U kunt ook een nieuwe actie toevoegen door op de knop Toevoegen te klikken. U kunt een AutoPlay-handler kiezen uit de bestaande of u kunt een nieuwe maken door op 'Een nieuwe handler toevoegen' te klikken .

Voor de nieuwe handler die u maakt, moet u een naam en het programmapad instellen. Het pictogram van de actie kan worden afgeleid uit het geselecteerde programma of u kunt bladeren en er een selecteren. Als ik bijvoorbeeld elke afbeelding met Picasa wil openen, doe ik het volgende: eerst kies ik Afbeeldingen uit de lijst met mediatypen en druk ik op de knop Volgende .

Vervolgens druk ik op de knop Toevoegen in het keuzevak 'Selecteer en verander autoplay voor Plaatjes Media' .

In het paneel 'Kies autoplay-handler' klik ik op 'Een nieuwe handler toevoegen' . Vervolgens voer ik alle benodigde handlerdetails in: actienaam, programmapad, kies een pictogram. Wanneer ik klaar ben, klik ik op Volgende en vervolgens op 'Instellingen voor automatisch afspelen opslaan' .

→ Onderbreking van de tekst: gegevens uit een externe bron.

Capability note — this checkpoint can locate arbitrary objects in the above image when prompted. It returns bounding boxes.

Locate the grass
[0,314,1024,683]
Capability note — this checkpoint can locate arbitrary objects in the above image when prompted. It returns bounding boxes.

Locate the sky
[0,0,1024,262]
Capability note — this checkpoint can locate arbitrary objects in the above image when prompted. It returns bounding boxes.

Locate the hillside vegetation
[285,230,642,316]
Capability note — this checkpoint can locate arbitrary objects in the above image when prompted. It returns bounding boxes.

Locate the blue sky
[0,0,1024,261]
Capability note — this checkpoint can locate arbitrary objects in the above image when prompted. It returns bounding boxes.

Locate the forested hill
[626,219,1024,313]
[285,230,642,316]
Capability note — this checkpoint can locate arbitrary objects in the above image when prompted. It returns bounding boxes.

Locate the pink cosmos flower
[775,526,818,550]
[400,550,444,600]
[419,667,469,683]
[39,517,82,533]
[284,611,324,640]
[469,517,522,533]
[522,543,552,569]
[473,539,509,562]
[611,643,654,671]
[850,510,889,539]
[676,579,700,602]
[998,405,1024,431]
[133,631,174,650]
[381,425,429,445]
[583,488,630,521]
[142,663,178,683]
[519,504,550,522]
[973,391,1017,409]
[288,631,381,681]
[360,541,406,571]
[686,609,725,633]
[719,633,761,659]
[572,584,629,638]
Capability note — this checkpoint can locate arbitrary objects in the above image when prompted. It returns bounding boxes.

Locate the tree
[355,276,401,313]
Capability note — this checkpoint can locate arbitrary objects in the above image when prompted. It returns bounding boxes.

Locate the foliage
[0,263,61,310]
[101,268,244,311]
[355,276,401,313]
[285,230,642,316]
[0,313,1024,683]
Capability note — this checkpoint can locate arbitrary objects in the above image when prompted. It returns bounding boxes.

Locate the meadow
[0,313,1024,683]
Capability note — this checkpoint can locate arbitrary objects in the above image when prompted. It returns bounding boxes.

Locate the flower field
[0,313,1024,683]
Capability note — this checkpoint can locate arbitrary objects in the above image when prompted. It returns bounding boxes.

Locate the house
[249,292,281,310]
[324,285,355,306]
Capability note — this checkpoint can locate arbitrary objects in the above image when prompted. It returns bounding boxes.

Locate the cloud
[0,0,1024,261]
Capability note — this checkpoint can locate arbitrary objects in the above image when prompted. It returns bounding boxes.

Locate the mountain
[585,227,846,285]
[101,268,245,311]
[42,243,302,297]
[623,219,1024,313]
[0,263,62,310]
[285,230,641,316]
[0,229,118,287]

Telkens wanneer ik een apparaat voor beeldmedia aansluit, wordt de Picasa-toepassing geopend.

Als u een handler wilt verwijderen, selecteert u deze in de lijst met beschikbare acties en drukt u op Verwijderen . Vergeet niet op AutoPlay-instellingen opslaan te klikken als u klaar bent met uw aanpassing.

Hoe standaard instellingen te beheren

Om geregistreerde standaardprogramma's toe te voegen of te verwijderen en hun toegewezen types te wijzigen, klikt u op 'Standaard programma-instellingen' in het hoofdvenster. U ziet de lijst met alle geregistreerde programma's met hun beschrijving.

Selecteer een van de geregistreerde programma's en klik op Volgende om de associaties te wijzigen.

Kies uit de lijst met beschikbare extensies degene die u aan het geselecteerde programma wilt koppelen. Wanneer u klaar bent, klikt u op 'Standaardprogramma's opslaan' en de nieuwe instellingen worden toegepast.

Conclusie

Zoals je in deze tutorial kunt zien, biedt Default Programs Editor gebruikers de mogelijkheid om alles gerelateerd aan standaardinstellingen (bestandstypen, programma's, AutoPlay) vanaf één plek te bewerken. Bovendien biedt het u veel meer controle vergeleken met de hulpprogramma's die worden aangeboden door Windows 7. We zijn grote fans van dit kleine programma en we bevelen het echt aan voor alle Windows 7-gebruikers. Als je nog meer tips hebt over hoe je het moet gebruiken, aarzel dan niet om een ​​reactie achter te laten.